Garden club offers herbs from “A to Y”

The gardeners behind beautification efforts across Washington are sharing their love of plants this weekend.

Saturday, the Washington Garden Club will host its annual Herb Sale from 9 a.m. to 1 p.m. at the North Carolina Estuarium. The sale will be located in the Nature Room on the riverside of the building.

Including pass-along plants grown by the garden club members and gently used garden accessories, the sale is known for its mature herb plants “from A(anise) to Y(yarrow)” grown and delivered to the sale by Dorita Boyd, owner of Raindrop Ridge herb farm on Camp Leach Road, according to sale organizer Mary Pat Musselman.

“She has been providing us with amazing herbs for several years,” Musselman said. “She comes with a truck full of herbs.”

The herb sale is Washington Garden Club’s major fundraiser each year, the funds from which allow garden club members to spruce up, plant and maintain a variety of gardens around Washington: at the corner of Market and Third streets; the Grace Martin Harwell Senior Center; a Brown Library; and the rose garden at Harding Square at the base of Market Street.

“We have such a wonderful committee that oversees that,” Musselman said, giving credit to Water Street resident Dee Congleton as the main force behind the beautification efforts. “She takes beautification of the town to heart.
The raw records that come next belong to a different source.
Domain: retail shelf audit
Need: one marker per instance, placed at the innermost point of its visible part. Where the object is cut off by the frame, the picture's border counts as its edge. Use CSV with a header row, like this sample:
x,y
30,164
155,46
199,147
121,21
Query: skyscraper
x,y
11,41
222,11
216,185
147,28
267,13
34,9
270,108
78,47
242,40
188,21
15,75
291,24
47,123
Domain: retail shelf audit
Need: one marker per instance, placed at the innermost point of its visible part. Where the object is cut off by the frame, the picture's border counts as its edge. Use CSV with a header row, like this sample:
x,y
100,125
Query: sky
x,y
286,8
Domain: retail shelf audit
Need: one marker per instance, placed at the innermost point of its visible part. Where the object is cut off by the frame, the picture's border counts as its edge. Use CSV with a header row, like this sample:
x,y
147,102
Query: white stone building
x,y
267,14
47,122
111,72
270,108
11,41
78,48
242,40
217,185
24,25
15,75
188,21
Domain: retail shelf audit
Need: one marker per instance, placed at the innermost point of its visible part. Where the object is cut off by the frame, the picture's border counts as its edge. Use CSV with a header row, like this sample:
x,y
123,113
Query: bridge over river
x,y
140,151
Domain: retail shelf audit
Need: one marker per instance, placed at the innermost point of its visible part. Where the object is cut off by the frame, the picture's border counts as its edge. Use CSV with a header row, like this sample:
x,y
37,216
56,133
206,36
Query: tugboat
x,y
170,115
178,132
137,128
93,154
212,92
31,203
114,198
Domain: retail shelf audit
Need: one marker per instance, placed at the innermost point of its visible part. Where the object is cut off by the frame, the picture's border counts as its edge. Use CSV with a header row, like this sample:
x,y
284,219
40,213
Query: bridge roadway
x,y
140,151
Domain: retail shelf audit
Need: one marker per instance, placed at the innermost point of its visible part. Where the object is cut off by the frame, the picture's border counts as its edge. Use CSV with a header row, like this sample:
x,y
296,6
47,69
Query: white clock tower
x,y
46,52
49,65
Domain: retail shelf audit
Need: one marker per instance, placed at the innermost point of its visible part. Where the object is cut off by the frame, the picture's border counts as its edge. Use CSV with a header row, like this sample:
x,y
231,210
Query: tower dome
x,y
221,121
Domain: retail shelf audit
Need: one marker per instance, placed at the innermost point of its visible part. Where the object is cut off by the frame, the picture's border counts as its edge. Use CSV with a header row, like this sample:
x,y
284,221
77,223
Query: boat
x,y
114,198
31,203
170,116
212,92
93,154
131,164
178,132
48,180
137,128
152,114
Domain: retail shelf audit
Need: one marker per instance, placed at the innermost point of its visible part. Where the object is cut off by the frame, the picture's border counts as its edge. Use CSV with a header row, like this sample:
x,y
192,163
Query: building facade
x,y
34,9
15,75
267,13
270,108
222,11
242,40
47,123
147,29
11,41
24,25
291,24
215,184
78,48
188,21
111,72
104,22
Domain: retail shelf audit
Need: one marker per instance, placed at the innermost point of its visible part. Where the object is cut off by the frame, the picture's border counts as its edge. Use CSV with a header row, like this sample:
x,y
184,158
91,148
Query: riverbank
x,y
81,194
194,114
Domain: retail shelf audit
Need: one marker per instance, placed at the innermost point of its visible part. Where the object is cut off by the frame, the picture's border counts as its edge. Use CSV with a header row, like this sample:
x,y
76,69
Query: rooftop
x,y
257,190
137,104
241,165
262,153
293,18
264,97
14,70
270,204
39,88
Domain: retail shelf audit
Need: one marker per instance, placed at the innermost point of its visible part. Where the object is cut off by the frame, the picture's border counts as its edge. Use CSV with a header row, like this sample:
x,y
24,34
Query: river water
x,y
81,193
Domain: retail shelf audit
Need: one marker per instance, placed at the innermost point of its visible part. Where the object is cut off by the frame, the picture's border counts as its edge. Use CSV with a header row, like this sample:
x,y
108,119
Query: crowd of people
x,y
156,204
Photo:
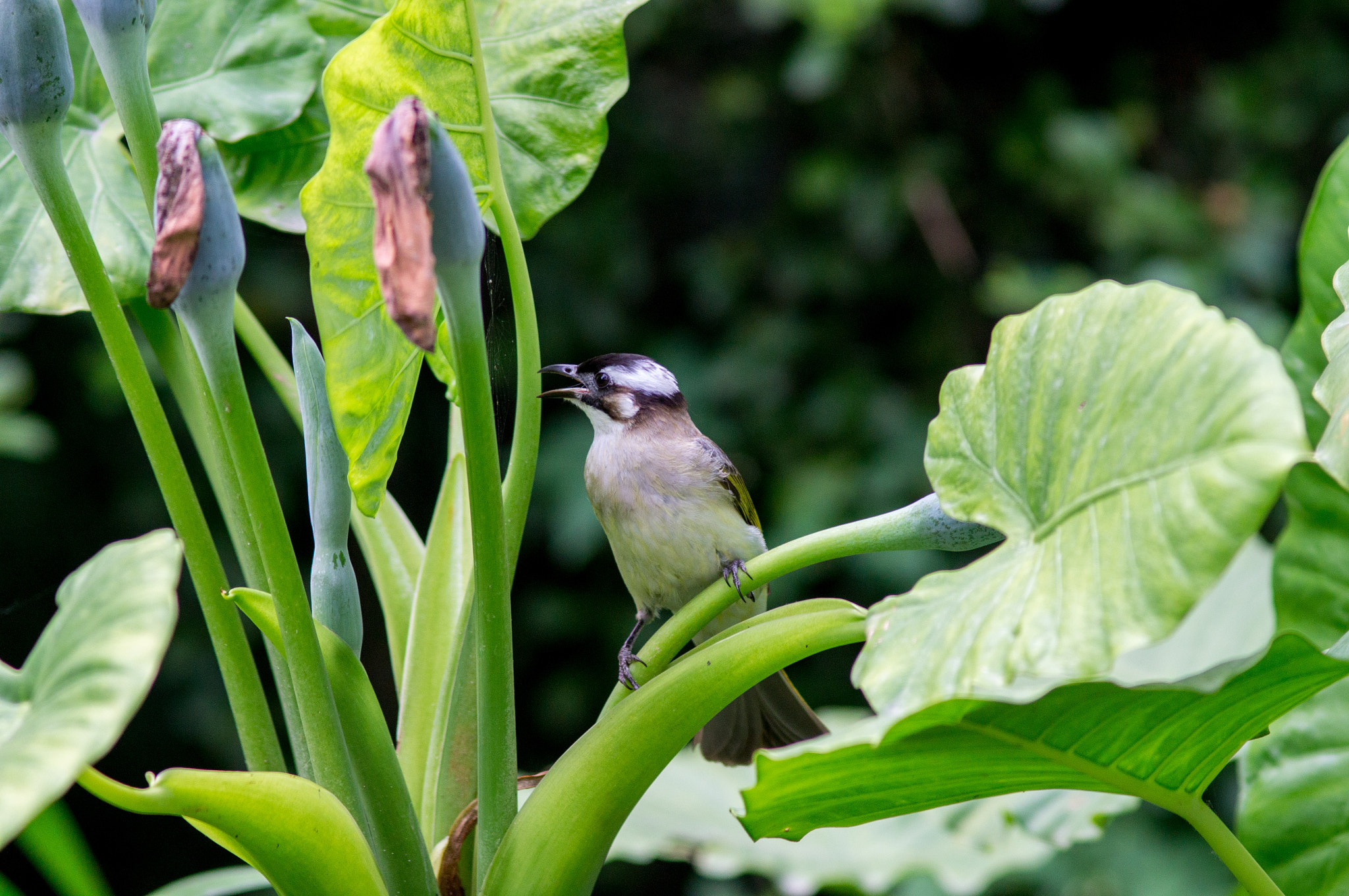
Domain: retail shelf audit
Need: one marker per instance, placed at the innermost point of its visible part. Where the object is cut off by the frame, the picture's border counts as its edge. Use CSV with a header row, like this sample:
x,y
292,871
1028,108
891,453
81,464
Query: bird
x,y
678,516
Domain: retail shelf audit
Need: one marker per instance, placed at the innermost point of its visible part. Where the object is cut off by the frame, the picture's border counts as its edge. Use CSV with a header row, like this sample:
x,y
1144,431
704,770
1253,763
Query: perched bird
x,y
679,516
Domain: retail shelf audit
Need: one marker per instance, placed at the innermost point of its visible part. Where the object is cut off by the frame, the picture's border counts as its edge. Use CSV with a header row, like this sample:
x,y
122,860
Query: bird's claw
x,y
732,575
625,659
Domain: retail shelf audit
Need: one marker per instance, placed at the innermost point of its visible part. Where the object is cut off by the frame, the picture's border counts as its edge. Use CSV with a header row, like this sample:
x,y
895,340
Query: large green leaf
x,y
1127,440
1163,745
236,66
1311,558
1294,795
553,70
87,674
551,130
688,816
1321,250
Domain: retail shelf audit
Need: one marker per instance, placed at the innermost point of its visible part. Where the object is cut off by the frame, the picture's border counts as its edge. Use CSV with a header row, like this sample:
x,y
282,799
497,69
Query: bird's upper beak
x,y
570,392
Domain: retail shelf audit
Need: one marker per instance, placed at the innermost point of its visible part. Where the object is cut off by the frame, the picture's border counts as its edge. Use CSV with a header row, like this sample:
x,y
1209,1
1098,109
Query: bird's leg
x,y
732,575
625,654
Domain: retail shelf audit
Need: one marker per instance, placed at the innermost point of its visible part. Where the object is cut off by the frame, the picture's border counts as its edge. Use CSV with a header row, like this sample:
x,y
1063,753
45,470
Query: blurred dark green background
x,y
810,211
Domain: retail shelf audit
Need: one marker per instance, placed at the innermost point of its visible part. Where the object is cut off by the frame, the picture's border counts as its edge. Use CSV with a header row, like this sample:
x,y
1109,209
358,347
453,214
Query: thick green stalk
x,y
920,526
188,383
1229,849
206,309
441,607
491,583
395,840
564,831
243,687
497,540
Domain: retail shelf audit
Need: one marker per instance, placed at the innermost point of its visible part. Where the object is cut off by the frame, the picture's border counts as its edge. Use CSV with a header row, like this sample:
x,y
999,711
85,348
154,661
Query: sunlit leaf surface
x,y
88,673
687,816
238,66
1127,440
1165,745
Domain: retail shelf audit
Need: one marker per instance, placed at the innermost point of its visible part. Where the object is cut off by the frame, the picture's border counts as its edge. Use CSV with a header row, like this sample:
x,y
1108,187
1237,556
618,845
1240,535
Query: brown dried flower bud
x,y
399,167
180,205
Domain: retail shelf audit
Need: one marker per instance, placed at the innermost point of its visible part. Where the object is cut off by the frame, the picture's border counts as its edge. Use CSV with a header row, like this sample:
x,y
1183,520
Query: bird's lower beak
x,y
568,392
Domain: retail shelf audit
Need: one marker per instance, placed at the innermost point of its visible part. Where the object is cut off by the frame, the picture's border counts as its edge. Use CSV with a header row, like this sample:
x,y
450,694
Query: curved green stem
x,y
564,831
1229,849
243,686
920,526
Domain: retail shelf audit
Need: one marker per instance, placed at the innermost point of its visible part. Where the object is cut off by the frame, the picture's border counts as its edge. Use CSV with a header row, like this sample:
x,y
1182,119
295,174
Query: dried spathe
x,y
180,207
399,167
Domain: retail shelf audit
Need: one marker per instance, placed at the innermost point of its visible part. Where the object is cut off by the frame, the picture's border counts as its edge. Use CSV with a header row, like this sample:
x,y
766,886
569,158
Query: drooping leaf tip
x,y
180,208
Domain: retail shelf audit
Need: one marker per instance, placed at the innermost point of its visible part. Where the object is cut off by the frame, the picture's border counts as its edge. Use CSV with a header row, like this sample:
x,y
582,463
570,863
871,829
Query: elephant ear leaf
x,y
88,673
552,70
1128,441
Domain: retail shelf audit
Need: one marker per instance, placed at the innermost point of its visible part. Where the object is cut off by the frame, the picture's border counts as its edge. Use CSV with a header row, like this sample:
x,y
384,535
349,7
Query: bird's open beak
x,y
570,392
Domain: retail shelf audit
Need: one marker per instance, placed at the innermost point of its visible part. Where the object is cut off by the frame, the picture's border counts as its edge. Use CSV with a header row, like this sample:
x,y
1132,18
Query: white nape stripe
x,y
644,377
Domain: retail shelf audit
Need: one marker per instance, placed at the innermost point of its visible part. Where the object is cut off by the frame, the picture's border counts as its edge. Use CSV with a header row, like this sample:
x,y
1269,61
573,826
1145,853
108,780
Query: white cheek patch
x,y
603,423
645,377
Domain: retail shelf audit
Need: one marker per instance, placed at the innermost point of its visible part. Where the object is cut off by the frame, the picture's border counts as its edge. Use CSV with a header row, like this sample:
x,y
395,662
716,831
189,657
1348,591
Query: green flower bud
x,y
332,583
36,76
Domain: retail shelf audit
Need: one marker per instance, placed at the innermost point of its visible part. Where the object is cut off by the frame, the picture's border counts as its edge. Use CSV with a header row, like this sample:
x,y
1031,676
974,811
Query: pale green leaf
x,y
1311,558
1323,248
1128,441
552,69
687,816
87,674
1294,795
221,882
1163,745
551,130
236,66
267,170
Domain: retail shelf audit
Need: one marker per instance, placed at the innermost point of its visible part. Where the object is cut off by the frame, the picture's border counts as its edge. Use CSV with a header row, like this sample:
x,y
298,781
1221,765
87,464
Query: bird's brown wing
x,y
734,484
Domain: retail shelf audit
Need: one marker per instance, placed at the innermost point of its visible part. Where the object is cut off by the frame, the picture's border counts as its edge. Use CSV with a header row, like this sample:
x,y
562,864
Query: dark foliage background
x,y
811,211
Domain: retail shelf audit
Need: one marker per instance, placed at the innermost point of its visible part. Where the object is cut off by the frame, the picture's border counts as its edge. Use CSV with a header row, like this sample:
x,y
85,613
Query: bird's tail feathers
x,y
769,714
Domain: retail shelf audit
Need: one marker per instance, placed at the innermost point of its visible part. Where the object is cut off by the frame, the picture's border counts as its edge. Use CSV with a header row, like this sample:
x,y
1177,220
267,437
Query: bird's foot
x,y
732,575
625,660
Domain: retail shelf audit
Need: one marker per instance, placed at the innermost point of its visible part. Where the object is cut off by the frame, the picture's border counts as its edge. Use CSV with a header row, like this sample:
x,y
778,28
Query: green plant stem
x,y
391,546
497,768
498,525
314,691
564,831
1229,849
524,445
920,526
269,357
243,686
188,383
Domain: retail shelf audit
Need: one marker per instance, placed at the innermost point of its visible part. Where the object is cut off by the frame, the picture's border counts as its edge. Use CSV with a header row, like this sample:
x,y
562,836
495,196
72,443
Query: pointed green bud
x,y
332,583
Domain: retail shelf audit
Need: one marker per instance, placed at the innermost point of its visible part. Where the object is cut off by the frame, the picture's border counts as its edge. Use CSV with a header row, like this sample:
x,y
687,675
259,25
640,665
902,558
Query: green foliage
x,y
552,131
1293,797
1066,442
54,844
238,68
292,830
1163,745
1321,251
88,673
687,814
It’s what she loves to do.”

Those of a gardening mind can find much more than herbs used for seasoning food at the herb sale: plenty are used in landscaping, such as sage; many are flowering, such as a lavender; and even some, such as citronella and lemon balm, ward off mosquitoes.

The only herb that won’t be found at the herb sale is green basil, as crops across North Carolina seem to be failing this year.

“Something is happening to the green basil, so we won’t have that, but we will have all the other kinds (of basil),” Musselman said.

Musselman encouraged herb hunters to come early.

“It goes to 1 o’clock, but we certainly didn’t go to 1 last year,” Musselman said. “We sold out everything except for three plants last year, so it was a very successful herb sale, and it’s especially helpful that the Farmer’s Market is right across the street.”

The North Carolina Estuarium is located at 223 Water St., Washington.